Los Angeles (AP) -The State Bar of California has announced that some multiple-choice questions have been developed in a problem with the plagued bar exam with the help of artificial intelligence.
The Legal Licensiebody said on Monday in a press release that it will ask the High Department of California to adjust test scores for those who have taken the Balkexamen of February.
“The debacle that was the Bar exam of February 2025 is worse than we had thought,” said Mary Basick, assistant of academic skills at the University of California, Irvine, Law School, at the Los Angeles Times. “I am almost speechless. The questions have drawn up by non-lawyers who use artificial intelligence is simply incredible.”
In February the new exam led to complaints after many test-makers could not take out their bar exams. The online test platforms repeatedly crashed before some applicants even started. Others struggled to finish and save essays, experienced screen delays and error messages and could not copy and paste text, the previously reported times.
According to a recent presentation of the State Bar, 100 of the 171 multiple-choice questions were asked by Kaplan and 48 were from a first-year exam for law students. A smaller subset of 23 scored questions was asked by ACS Ventures, the psychometrician of the State Bar, and developed with artificial intelligence.
“We have faith in the validity of the (multiple-choice ask) to accurately and fairly assess the legal competence of test-makers,” said Leah Wilson, executive director of the State Bar, the newspaper in a statement.

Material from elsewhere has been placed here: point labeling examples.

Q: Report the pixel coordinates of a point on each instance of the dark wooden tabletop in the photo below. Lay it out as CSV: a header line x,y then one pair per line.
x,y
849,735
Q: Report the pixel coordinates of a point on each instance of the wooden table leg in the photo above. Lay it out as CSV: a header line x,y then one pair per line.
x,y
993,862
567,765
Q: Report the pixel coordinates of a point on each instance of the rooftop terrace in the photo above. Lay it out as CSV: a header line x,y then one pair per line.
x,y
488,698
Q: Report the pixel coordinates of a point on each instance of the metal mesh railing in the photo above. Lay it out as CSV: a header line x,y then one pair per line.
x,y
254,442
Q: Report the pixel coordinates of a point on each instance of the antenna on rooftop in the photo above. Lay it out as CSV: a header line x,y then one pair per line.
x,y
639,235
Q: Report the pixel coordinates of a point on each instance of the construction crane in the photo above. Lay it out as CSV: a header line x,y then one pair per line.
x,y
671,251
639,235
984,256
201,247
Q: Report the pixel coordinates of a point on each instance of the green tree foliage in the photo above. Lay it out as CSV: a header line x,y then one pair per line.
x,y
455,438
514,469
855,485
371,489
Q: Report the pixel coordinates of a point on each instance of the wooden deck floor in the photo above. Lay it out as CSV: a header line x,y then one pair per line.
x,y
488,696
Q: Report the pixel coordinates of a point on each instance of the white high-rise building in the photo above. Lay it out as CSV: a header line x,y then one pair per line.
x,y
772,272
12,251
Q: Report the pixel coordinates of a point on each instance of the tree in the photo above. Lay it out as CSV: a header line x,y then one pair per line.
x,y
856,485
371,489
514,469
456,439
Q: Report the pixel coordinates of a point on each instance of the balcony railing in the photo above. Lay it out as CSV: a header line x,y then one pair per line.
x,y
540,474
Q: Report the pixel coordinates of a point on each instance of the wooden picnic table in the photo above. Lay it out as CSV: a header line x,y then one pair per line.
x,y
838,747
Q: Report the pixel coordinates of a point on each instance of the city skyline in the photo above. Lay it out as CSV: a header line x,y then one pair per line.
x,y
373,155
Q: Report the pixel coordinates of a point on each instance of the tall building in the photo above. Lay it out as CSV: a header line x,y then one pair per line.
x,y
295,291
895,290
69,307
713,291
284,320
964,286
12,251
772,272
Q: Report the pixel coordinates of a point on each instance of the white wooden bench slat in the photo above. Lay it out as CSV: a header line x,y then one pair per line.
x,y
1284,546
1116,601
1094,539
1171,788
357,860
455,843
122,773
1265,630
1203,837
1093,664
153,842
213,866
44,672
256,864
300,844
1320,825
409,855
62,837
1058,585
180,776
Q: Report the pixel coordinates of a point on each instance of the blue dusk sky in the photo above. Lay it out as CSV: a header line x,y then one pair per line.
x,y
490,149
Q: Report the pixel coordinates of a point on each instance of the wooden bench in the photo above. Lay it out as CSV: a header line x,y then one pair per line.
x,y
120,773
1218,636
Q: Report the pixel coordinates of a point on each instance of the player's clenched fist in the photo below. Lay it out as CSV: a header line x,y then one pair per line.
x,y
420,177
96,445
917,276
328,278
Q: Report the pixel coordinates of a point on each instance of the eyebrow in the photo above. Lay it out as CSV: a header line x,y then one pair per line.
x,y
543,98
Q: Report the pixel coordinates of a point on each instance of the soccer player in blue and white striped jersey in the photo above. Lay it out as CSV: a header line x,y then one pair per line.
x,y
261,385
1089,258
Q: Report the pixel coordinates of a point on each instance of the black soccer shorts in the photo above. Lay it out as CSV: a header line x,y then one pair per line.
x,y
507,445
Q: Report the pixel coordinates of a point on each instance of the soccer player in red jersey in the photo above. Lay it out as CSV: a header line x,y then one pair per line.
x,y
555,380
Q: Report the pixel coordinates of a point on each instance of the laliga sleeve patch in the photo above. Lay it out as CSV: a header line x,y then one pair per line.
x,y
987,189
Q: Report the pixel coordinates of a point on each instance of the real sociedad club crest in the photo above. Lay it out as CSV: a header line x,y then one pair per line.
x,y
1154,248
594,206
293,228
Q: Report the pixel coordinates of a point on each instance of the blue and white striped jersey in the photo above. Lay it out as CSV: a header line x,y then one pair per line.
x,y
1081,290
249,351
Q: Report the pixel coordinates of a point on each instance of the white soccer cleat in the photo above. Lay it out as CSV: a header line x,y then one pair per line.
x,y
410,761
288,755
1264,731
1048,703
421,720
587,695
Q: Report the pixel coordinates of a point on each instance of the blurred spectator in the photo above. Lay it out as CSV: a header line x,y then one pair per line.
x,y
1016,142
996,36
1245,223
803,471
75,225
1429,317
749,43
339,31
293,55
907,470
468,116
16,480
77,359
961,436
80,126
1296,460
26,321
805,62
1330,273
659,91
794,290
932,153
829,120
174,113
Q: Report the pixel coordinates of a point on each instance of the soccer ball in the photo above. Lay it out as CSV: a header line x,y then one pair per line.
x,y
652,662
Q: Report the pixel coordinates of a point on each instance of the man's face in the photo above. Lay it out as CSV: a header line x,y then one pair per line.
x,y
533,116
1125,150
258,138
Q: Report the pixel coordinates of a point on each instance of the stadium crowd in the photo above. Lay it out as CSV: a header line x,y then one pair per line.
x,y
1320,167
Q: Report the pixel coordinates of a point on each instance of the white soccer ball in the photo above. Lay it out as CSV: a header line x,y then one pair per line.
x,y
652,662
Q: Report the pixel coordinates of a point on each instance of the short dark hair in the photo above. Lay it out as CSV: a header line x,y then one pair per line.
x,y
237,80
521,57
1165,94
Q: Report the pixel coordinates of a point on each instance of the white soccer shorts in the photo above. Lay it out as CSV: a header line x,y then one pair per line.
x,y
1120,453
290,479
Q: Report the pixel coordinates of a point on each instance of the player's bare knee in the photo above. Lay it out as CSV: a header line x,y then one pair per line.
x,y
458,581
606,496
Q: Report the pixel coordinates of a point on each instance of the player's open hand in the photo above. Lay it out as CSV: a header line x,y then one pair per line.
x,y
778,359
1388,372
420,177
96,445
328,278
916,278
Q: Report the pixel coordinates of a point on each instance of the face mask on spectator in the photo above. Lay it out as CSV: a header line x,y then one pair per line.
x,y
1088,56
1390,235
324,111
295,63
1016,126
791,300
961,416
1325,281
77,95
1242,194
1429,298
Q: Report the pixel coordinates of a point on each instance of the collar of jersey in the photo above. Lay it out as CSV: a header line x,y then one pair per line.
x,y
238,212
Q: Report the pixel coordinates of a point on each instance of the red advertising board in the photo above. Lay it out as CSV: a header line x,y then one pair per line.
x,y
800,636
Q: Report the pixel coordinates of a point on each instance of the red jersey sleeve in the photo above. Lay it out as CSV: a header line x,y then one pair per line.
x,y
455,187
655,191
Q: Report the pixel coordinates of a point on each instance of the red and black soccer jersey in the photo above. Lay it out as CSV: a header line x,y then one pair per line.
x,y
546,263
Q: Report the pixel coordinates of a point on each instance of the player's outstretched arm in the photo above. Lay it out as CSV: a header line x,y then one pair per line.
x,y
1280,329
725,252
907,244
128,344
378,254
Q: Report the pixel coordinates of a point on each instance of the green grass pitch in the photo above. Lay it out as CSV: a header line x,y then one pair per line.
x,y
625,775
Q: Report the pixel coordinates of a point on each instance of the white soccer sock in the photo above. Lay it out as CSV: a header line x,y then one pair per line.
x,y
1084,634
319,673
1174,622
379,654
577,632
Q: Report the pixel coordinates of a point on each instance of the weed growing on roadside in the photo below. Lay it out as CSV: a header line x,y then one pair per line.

Katie Moran, associate professor at the University of San Francisco School of Law that specializes in the preparation of the bar research, said the newspaper: “It is a stunning admission.”
“The State Bar has admitted that they have hired a company to have a non-Lawyer AI used to prepare questions given in the actual bar exam,” she said. “They then paid the same company to assess the questions about the exam and ultimately approve it, including the questions the company has written.”